The military-led National Council for Peace and Order (NCPO) is slowly implementing political reforms and strengthening its grip on power as it is maintaining strict controls on opposition and allies, on civil liberties, censoring free press and stifling any critical opinion of the NCPO. The transitional constitution, approved by the king and granting full power to the NCPO, is expected to designate General Prayuth Chan-ocha as interim PM in charge of drafting a new constitution before legislative elections are held possibly around end 2015. Meanwhile, hurdles are multiplying in front of Thaksin family, supporters and system.
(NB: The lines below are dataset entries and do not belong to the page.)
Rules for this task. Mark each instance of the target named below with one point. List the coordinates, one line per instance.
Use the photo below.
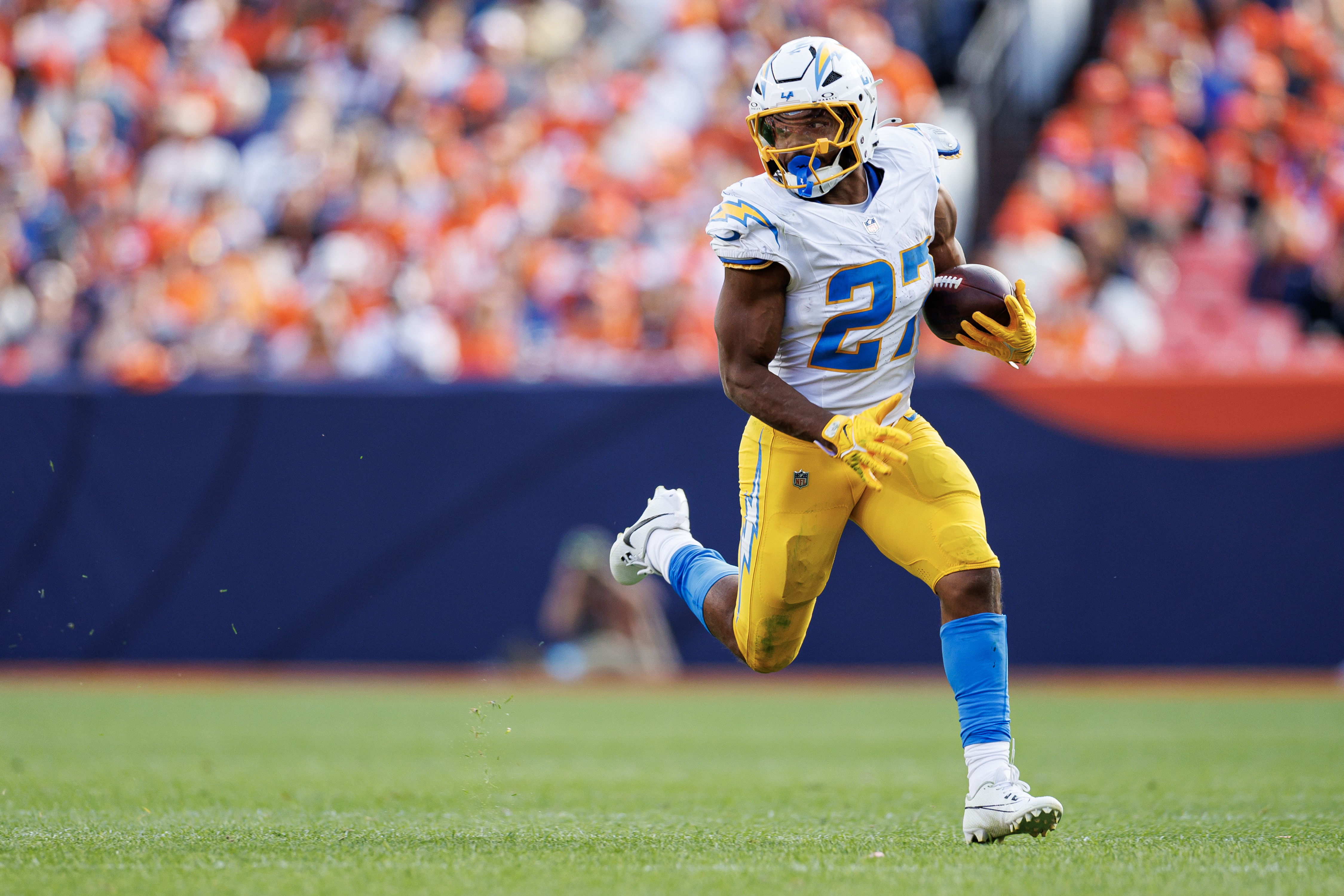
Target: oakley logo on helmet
(814, 73)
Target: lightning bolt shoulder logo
(745, 213)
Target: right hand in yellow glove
(862, 443)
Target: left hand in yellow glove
(865, 445)
(1014, 343)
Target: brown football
(959, 293)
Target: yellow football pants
(795, 504)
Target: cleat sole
(1038, 824)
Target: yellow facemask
(803, 171)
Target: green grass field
(421, 788)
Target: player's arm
(749, 323)
(944, 249)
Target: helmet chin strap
(807, 179)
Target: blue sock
(975, 655)
(693, 573)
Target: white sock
(987, 762)
(663, 544)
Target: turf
(706, 789)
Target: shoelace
(1014, 782)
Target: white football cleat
(667, 510)
(1006, 808)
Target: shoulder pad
(736, 217)
(944, 143)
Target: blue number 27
(878, 277)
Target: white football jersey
(858, 274)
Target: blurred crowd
(1183, 211)
(312, 190)
(302, 190)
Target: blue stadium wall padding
(421, 524)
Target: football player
(830, 256)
Among other things, the parliament would have a stronger right to vet economic policies judged populist, parties would be required to provide assessment of economic plans made during electoral campaigns (targeting the rice pledging scheme), and penalties would target politicians allegedly acting as puppets of other leaders (a frequent criticism of former PM Yingluck Shinawatra seen as her brother’s proxy).

Impact on country risk

Under martial law, the army is consolidating power and could be tempted to take a bigger role in Thailand’s political system when power is handed over to a civilian government. The NCPO’s key reform goals are geared at avoiding that Thaksin and its allies ever return to power, and at limiting future powers from an elected government and the Parliament. The military should be able to ensure stability in the short term. However, absence of addressing roots of Thai society and political polarisation, and absence of legitimacy of a new constitution should only fuel more frequent instability from Thaksin supporters in the medium to long term, with lasting negative economic consequences notably on tourism and investments.